Sunday, May 25, 2014

In which I reflect on my course of study

As I'm finishing my undergraduate degree at BYU, I've been reflecting on my journey here. I came to college thinking that I would major in one of the sciences. Instead, I studied Special Education.
 
It's kind of funny the comments each person gets about their choice of study. When I identify myself as a special ed major, people tell me that I must be a patient, very special kind of person. I think that is very kind of them, but it makes me smile, because I know the truth. (and also because it makes me wonder...what does it mean to be a special kind of person?)

Choosing my major was difficult. I used to want to major in a more demanding and impressive major because I felt that people would assume that as an SpEd major, I was not very intelligent or driven.

However, I also was strongly against getting struck by lightning, and it was very clear to me that God wanted me to study special ed. I felt it in my heart and I knew it in my mind. I enjoyed all my volunteering experiences, and I had thought about studying special ed for years. I would have enjoyed being a linguistics or geology major, but that didn't feel right.

I am very grateful that I chose to study SpEd. 

It has helped me become a better teacher - know how to evaluate where my students are and what they need to learn first in order to achieve long-term goals.

It has helped me focus a little less on myself.

I can see that I really have helped people. I have taught people how to
  • write a birth date
  • give a compliment
  • multiply double digits
  • count to 20
I have loved people.

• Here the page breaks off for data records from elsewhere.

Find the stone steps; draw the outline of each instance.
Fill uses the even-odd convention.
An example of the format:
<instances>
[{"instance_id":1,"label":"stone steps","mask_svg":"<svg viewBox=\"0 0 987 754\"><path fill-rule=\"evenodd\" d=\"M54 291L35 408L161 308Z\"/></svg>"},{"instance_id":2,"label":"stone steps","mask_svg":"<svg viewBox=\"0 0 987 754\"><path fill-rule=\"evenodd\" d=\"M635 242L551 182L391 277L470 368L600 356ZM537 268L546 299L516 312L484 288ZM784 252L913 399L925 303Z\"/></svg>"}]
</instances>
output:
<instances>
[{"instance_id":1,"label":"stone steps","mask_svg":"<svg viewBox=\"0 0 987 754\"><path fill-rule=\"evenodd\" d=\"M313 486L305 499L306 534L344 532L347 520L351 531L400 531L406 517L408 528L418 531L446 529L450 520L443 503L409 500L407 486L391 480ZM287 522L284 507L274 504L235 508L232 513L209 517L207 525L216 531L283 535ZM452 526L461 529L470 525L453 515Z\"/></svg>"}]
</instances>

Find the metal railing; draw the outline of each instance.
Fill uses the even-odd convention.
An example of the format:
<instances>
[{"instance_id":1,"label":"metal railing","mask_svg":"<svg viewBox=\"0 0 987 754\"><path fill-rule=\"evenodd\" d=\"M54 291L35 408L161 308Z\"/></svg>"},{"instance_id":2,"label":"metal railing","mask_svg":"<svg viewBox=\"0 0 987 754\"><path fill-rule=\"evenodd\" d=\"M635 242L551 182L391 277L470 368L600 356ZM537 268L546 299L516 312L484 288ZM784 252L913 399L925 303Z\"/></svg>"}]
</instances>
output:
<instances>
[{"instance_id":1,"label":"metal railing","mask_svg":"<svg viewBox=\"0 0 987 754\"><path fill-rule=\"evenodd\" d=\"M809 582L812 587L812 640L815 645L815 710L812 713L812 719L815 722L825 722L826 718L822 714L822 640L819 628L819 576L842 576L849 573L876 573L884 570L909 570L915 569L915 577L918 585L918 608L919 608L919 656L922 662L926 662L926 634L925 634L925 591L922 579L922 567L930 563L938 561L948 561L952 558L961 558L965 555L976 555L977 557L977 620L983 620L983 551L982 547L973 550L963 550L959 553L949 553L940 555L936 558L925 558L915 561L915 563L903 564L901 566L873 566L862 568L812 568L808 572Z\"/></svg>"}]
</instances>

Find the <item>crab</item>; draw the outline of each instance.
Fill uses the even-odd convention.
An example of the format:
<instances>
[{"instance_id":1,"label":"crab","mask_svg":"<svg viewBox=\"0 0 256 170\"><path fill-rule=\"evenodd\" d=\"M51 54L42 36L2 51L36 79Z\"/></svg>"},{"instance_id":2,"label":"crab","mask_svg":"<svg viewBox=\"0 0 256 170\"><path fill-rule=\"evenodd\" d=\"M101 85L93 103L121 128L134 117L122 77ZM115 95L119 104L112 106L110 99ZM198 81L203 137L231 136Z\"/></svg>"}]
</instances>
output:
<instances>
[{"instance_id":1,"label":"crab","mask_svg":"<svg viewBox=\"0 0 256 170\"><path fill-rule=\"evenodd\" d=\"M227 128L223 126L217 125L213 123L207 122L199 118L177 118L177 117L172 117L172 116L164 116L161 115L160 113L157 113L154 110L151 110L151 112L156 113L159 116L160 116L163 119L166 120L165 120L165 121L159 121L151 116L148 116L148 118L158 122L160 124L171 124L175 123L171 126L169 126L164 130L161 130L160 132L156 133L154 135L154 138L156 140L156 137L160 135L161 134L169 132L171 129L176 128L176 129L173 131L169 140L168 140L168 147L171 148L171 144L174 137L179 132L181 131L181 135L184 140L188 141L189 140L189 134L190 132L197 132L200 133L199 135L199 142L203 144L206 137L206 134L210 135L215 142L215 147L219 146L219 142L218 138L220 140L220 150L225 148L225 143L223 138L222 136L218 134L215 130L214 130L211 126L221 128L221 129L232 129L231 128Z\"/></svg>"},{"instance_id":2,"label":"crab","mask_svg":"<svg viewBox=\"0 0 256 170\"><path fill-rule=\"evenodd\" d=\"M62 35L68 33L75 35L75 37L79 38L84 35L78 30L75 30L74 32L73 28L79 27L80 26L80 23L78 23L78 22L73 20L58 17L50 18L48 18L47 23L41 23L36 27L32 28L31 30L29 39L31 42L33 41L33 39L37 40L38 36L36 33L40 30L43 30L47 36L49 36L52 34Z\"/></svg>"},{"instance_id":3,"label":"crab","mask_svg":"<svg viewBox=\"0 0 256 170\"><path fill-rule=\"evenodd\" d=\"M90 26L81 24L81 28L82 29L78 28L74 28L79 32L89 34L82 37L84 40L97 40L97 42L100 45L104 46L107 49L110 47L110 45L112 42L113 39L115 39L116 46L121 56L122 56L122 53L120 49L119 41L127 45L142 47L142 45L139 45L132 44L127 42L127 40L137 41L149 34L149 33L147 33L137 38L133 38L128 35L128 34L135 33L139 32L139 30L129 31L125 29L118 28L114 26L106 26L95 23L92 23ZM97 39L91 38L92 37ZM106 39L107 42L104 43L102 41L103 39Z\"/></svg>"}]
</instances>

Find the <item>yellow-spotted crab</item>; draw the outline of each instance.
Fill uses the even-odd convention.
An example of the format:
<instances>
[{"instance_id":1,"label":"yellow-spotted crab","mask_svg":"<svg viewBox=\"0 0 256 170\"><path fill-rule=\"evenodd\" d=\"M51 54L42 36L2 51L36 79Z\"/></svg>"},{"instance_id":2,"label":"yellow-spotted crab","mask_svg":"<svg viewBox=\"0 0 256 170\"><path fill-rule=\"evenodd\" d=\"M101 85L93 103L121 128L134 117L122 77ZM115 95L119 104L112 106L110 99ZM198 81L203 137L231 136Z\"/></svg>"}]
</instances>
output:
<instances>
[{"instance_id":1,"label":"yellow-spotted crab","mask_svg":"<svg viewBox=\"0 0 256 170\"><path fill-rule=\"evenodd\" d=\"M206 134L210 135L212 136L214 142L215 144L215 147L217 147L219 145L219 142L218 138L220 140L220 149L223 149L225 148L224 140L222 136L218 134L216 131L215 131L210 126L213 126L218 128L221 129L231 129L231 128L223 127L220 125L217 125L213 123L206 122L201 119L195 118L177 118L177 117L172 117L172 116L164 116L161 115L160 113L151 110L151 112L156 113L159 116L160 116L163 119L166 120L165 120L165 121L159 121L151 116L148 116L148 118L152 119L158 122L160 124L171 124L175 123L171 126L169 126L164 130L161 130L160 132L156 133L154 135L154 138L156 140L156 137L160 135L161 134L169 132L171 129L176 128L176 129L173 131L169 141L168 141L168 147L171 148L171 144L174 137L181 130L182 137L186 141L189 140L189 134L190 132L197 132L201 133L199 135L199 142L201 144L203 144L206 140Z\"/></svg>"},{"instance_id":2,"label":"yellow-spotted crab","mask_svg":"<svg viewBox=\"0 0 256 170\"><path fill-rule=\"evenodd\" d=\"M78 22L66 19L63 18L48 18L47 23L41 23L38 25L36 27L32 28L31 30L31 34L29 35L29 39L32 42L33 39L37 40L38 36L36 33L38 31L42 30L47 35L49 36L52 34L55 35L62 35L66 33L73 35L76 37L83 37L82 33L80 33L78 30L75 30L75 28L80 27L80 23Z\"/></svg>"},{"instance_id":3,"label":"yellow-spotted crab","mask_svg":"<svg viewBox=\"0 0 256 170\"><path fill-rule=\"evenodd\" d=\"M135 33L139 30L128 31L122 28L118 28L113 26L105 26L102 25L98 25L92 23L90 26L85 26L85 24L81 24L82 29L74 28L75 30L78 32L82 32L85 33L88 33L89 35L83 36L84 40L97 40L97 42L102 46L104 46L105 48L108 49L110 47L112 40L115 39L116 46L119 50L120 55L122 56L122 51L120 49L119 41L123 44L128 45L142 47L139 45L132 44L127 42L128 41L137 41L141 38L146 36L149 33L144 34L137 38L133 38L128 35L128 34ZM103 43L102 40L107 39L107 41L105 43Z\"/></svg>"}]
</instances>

I'm grateful that I can do that.  I don't think I was very good at teaching or loving people before.  But now I can do it, and it's fun!

Being a special ed major has helped me realize that God is very aware of my abilities, weaknesses, and goals. I have had opportunities to use natural strengths that I already had. I have improved some weaknesses. Also, I've been reminded that God knows my personal goals and will always remember them.

Long story short, I'm sure that you should be a patient person to work in special ed. And you should probably be kind of special, I guess, whatever that means. But those aren't the reasons I chose my path. I did it because it was right for me.